The restaurant accounting software you choose can help make this task easier. You can create reports to estimate meal prices on a weekly or even daily basis. Armed with the numbers, you can check out the competition and make informed pricing decisions.
3. Get a POS system that ties in with your accounting software
Most restaurants receive money from customers in two different ways. Some diners pay with cash, others with credit or debit cards.
A good POS (Point of Sale) system will handle these payments for you, and connect to your accounting software. That will help you update your cash flow predictions daily. And it will make life easier for your employees.

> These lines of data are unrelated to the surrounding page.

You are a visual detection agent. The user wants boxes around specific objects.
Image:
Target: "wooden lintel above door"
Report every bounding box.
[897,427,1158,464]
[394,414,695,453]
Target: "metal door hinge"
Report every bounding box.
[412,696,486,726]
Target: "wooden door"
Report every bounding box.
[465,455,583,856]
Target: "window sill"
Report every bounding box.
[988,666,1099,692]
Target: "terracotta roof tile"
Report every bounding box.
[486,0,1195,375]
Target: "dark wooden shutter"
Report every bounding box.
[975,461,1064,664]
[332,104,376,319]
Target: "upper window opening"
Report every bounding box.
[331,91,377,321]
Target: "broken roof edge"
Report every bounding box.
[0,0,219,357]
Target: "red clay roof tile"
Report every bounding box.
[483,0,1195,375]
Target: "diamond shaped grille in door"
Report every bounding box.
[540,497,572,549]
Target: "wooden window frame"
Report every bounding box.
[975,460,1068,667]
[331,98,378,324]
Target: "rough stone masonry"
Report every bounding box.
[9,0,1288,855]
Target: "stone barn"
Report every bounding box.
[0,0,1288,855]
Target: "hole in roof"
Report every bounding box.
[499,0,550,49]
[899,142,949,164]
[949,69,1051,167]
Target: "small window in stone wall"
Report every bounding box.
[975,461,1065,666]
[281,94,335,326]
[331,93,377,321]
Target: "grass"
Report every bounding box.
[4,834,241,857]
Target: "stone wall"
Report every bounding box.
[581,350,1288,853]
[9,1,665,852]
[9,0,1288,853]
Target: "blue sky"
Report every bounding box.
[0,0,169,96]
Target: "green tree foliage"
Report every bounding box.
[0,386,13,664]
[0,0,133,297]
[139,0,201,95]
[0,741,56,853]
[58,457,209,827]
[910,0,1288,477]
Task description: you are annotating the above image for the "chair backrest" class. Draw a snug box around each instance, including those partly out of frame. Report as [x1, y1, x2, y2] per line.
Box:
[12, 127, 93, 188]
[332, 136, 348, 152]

It's not always practical to create an invoice for every meal in your accounting software. So how do you process all the payments you receive in a day? You could:
- create daily sales invoices, then receive the money into a cash control bank account
- use the receive money option in your accounting software to record all the day's takings in one go
- create a sales invoice for the day's takings – then split the amount into separate petty cash and credit/debit card accounts
Other options are available. Talk to your bookkeeper or accountant to find out which one best suits your business.
4. Manage inventory well to avoid waste
A restaurant is one of the only types of business in which all the inventory is consumed on the premises. Your customers pay you money, but they don't take anything away with them.
Managing stocks of food and drink can be a challenge. It's expensive to hold too much, especially if it’s perishable. So restaurants rely on regular deliveries to keep the kitchen well supplied.
Restaurant accounting software can help you here. Detailed reports of past revenue will help you identify peak times of the week, month and year. This helps you plan your deliveries and inventory to match. That way you won't hold too much – or too little.
5. Account for all receipts
You'll have regular suppliers who bill you in the usual way. But sometimes you could still run short of ingredients. For example, imagine you get an unexpected booking for 16 people and they all order the same fish dish. That could exhaust your supplies of fish for the night.
Enterprising restaurant owners have local networks of late-night suppliers for situations like this. They might use trade suppliers or local supermarkets.
Ensure you make a record of everything you buy. That includes those extra bottles of milk to make closing-time coffees. Process every receipt, so you're not out of pocket when it's time to offset your expenses against tax.
Get the right restaurant accounting software and watch your business flourish
Not just surviving but thriving in the restaurant industry is tough – and like any other business, it all comes down to the numbers. Having the right restaurant accounting software means you’ll understand how those numbers affect the bottom line.
From revenue to payroll, and from inventory to expenses, having a great small business accounting system matters. Before you even open your new restaurant, it’s sensible to have a plan for your accounting system in place. Used wisely, it will help you manage and grow your restaurant business.
Xero does not provide accounting, tax, business or legal advice. This guide has been provided for information purposes only. You should consult your own professional advisors for advice directly relating to your business or before taking action in relation to any of the provided content.